# Gagging/vomiting



## kirbulous (Jul 21, 2010)

For a while now Kirby (2 year old pied) often gags and/or spits up food while eating. He is on a Harrison's pellet diet with fresh vegetables. The gagging/vomiting mainly happens when he is eating pellets. When he was still on seed about 6 months ago I suspect he did the same thing since I found spit up seed around his cage twice back then. It worried me sick because I thought he was ill. Turns out his behavior has been completely normal he just sometimes gags/spits up his food while he is eating.
My vet advised that he may be eating too quickly, which I believe may be true sometimes. But just tonight he did it again and it didn't seem like he was rushing to eat. But I hear him whistling away, acting healthy and normal.

Should I be worried? Have any of you experienced anything like this?
I have read that the gagging or stretching of the neck is normal; the sites mentioned that this is related to adjusting the crop. Is this true?

His weight has been normal, he hasn't lost any. He's a little guy, regularly about 72g in the morning and 76g when he goes to bed. When I first got him he was only 66g. Ever since he switched to pellet his weight has improved.

Any help would be great. Thanks in advance!


----------



## tielfan (Aug 31, 2008)

The vet knows a lot more about your bird than we do! 

Birds will stretch their necks to adjust the crop, and to me it looks like they also do this when something gets caught in their throats. Pellets are dry food so it wouldn't be difficult for a chunk to not go down quite right and need some adjusting.


----------



## kirbulous (Jul 21, 2010)

Thanks tielfan. I do believe in my vet, it would just be comforting to know that other tiel owners out there observe similar things with their birds.

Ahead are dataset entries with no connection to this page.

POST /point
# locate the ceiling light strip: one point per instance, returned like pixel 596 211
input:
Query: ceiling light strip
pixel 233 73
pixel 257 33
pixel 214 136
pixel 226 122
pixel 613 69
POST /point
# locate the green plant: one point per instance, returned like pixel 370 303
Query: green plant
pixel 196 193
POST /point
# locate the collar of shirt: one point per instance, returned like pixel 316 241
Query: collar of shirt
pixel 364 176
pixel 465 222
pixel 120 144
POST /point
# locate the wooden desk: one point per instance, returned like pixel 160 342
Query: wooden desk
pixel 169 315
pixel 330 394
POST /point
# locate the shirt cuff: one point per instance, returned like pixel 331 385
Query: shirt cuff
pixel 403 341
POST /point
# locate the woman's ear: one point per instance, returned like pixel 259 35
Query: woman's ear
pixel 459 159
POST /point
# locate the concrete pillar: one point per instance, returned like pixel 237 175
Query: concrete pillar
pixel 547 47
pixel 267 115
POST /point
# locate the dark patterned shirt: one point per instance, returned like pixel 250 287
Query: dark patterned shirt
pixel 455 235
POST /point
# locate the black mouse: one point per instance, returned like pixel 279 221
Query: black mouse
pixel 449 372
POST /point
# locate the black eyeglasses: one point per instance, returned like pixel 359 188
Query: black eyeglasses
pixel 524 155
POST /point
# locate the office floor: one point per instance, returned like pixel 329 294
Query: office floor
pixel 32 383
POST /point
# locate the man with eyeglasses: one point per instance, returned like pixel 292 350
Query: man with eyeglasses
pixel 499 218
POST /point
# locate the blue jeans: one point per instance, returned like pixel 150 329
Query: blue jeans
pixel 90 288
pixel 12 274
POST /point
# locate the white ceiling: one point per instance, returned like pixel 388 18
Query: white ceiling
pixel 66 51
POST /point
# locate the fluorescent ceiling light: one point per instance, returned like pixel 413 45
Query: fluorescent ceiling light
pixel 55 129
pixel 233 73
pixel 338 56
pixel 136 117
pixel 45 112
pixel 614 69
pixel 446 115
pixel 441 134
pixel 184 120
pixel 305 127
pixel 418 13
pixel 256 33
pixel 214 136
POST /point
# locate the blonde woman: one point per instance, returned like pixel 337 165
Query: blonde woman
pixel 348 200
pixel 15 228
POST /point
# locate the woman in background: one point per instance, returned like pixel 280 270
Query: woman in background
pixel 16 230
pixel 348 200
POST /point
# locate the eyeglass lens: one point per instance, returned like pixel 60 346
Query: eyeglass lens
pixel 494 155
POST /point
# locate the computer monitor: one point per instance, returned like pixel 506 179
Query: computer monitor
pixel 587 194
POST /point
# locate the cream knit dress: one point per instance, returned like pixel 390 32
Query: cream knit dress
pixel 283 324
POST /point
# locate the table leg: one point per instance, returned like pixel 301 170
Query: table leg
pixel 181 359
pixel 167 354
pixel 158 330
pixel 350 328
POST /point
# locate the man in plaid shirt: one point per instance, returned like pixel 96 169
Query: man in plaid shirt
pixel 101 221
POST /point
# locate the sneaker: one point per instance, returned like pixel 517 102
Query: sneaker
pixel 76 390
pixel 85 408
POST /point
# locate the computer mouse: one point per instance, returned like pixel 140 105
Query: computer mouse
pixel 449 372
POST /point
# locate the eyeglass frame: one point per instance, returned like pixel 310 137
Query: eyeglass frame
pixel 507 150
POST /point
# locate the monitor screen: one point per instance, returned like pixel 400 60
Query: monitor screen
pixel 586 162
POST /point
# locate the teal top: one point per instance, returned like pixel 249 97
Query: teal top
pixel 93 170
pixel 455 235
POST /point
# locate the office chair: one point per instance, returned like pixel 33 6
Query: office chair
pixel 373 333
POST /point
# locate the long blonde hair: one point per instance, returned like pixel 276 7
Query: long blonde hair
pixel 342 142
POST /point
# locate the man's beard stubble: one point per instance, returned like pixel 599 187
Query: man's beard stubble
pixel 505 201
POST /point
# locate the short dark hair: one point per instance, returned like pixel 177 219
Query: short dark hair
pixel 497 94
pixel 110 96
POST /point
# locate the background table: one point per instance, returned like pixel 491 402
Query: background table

Also my vet only does bacterial checks. She swabs the beak and takes a poop for bacterial cultures.
I've asked about a blood test but she says Kirby is too small so she doesn't want to take blood unless it's absolutely necessary. It worries me a little since I believe it would be best to have a baseline of his bloodwork while he's healthy. But this particular vet actually saved Kirby when he did have a bacterial infection last year. The first vet we took him to gave him Baytril that I was to adminiter orally and that went horribly; he actually got worse! 
So we took him to our current vet and she put him on Zosyn injections which fixed him right up from the start. So I am a believer in her.

But again, thanks for the response. I agree it's most likely the dry food that's the culprit.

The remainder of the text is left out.